大谷翔平&ダルビッシュ有の投げ方で球速UP? 20歳山下舜平大の“とんでもない可能性”と“密かな対抗心”「ゆで卵、やってみたい」<Number Web> photograph by JIJI PRESS

開幕戦の好投に続き、今季2戦目でプロ初勝利をマークしたオリックス山下舜平大(20歳)。プロ3年目、いよいよブレイクとなるか

 加えて、ストレートのスピードと威力も増した。きっかけは、テイクバックをコンパクトにした“ショートアーム”に変えたことだ。

 山下は昨年5月から約4カ月間、腰の成長痛のため投げられなかったが、その時間を無駄にはしなかった。

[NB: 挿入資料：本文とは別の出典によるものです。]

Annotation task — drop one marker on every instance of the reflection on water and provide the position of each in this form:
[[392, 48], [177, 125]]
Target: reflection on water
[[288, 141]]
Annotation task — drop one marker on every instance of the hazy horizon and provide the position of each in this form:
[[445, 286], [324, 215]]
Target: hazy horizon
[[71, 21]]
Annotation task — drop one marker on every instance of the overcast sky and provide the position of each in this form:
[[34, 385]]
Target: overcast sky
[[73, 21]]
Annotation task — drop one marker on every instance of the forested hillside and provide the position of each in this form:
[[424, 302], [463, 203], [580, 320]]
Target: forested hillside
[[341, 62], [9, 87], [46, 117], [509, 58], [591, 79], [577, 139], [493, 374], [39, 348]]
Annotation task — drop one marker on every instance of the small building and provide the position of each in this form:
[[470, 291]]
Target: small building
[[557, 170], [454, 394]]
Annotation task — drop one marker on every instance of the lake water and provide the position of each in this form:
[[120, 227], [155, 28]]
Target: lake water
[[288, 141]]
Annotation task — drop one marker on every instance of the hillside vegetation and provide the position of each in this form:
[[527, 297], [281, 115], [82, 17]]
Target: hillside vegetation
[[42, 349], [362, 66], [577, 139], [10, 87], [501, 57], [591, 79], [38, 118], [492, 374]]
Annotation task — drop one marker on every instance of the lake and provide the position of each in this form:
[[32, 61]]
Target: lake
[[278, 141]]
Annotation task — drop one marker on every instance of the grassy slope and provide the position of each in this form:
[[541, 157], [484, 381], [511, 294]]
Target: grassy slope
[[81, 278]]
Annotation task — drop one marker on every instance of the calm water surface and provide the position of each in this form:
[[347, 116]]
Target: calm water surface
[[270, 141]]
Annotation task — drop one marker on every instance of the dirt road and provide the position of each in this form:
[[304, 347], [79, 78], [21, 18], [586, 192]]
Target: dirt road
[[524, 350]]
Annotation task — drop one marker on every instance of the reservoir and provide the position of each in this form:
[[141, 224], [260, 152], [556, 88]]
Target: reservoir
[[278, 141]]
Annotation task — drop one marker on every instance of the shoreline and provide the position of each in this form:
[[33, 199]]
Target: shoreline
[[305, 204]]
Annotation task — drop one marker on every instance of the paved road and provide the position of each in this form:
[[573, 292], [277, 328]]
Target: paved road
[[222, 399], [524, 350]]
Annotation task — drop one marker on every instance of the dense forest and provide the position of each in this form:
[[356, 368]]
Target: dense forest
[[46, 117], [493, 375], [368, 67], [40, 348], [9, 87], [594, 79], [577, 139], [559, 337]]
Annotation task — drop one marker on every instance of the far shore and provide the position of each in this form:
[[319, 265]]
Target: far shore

「何もできない時期に、何か変えたいなと思った。いい時間にしたかったので。球速を上げたかったし、そもそも投げ方がよくなかったというか、自分の中でずっとズレがあって、どうしようかなと考えた時に、『ショートアームいいな』と。ダルビッシュ(有・パドレス)さんや大谷(翔平・エンゼルス)さんがきっかけです。他にもメジャーでキレイな投げ方をしているショートアームの投手の映像は見ましたね。それをやってみたら、すぐに球速が上がったんです。投げ感もよかった。(体を)扱いやすい感じがしました」

「バケモノっすよ。日本人が投げる球じゃない」

 実戦に復帰すると、いきなりそれまでの最速154キロを上回る155キロを計測した。その後158キロにまで伸びた。

 オフには足首の手術を行ったが、2月のキャンプからブルペン入り。まだ復帰途上で6、7割に抑えた状態だったが、初めて山下の球を受けた森は、衝撃をこう語っていた。

「バケモノっすよ。びっくりしました。日本人のフォーシームじゃなかった。外国人のフォーシームみたいな……なんて言っていいのか、日本人の投げる球じゃないです。何かが違う。威力も軌道も。すごい。まだハタチってところがまたすごい」

 189cmの長身に加え、チーム内で評判になるほどのトレーニングや、食事面の取り組みにより年々体の厚みが増し、入団時より体重は約10kg増加。そのシルエットは大谷翔平を彷彿させる。以前からメディアやSNSで「大谷翔平に似ている」「大谷二世」と言われてきた。

 そのことについて山下に尋ねると、「嬉しい以外ないですけど。あんな選手に似てるって言われるだけで、嬉しいですけど……」。

「嬉しい」を連発するが、どうも無邪気に喜んでいるのとは違う。「けど」の後に、こう続けた。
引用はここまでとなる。